Der Kläger hatte durch ein Vermächtnis die Hälfte eines Grundstücks geerbt. Ein Gutachten des Gutachterausschusses für Grundstückswerte bewertete das gesamte Grundstück mit 150.000 Euro und den hälftigen Anteil mit 60.000 Euro. Aufgrund der Risiken, die mit dem Erwerb eines Miteigentumsanteils verbunden sind, schlug der Gutachterausschuss einen Marktanpassungsabschlag von etwa 20 % vor.
Das Finanzamt akzeptierte diesen Abschlag jedoch nicht und setzte den Wert des Miteigentumsanteils auf 75.000 Euro fest.
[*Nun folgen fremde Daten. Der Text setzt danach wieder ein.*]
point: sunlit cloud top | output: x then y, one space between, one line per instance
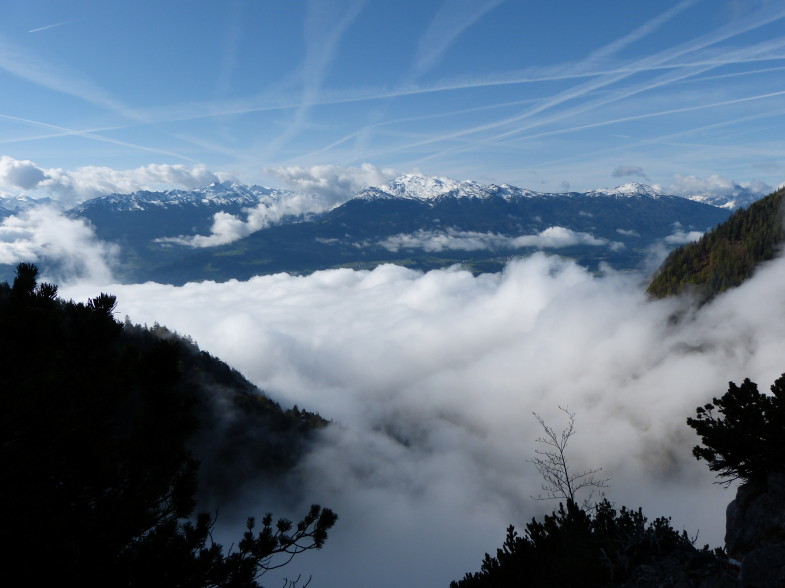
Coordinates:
538 95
Es argumentierte, dass die Marktgängigkeit bei der Bewertung nicht berücksichtigt werden dürfe.
Das Finanzgericht Münster gab der Klage des Erben statt und bewertete den Miteigentumsanteil für die Erbschaftsteuer mit 60.000 Euro. Der Kläger konnte nachweisen, dass der tatsächliche Wert seines Anteils niedriger war als der vom Finanzamt ermittelte Wert. Das Gericht stellte fest, dass das Gesetz nicht nur eine Bewertung des Volleigentums, sondern auch eine unterhalb des rechnerischen Bruchteils des Volleigentums zulässt. Das vom Kläger vorgelegte Gutachten entsprach den gesetzlichen Anforderungen und war plausibel.
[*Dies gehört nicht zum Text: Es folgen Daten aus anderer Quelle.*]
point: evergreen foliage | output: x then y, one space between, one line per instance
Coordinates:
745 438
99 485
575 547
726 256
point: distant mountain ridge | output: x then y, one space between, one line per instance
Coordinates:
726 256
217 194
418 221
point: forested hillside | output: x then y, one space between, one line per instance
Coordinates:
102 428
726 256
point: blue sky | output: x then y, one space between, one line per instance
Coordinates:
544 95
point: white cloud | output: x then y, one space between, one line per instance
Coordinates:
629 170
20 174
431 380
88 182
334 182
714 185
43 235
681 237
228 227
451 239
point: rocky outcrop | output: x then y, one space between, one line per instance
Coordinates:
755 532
Das Gericht hielt den Marktanpassungsabschlag für gerechtfertigt, da der Erwerb eines Miteigentumsanteils erhebliche Risiken birgt. Besonders die Verwaltung eines gemeinschaftlichen Gegenstands erfordert einen hohen Abstimmungsaufwand und birgt Streitpotenzial. In diesem Fall war die vorhandene Bausubstanz wirtschaftlich wertlos, und eine sinnvolle Nutzung durch Abriss und Neubau hing von der Zustimmung der anderen Miteigentümer ab.
Das Finanzgericht Münster befand, dass der Abschlag von 20 % gut begründet sei, gestattete aber die Revision, da der Bundesfinanzhof zu dieser Frage noch keine Entscheidung getroffen hat. Ein abschließendes Urteil des Bundesfinanzhofs steht noch aus.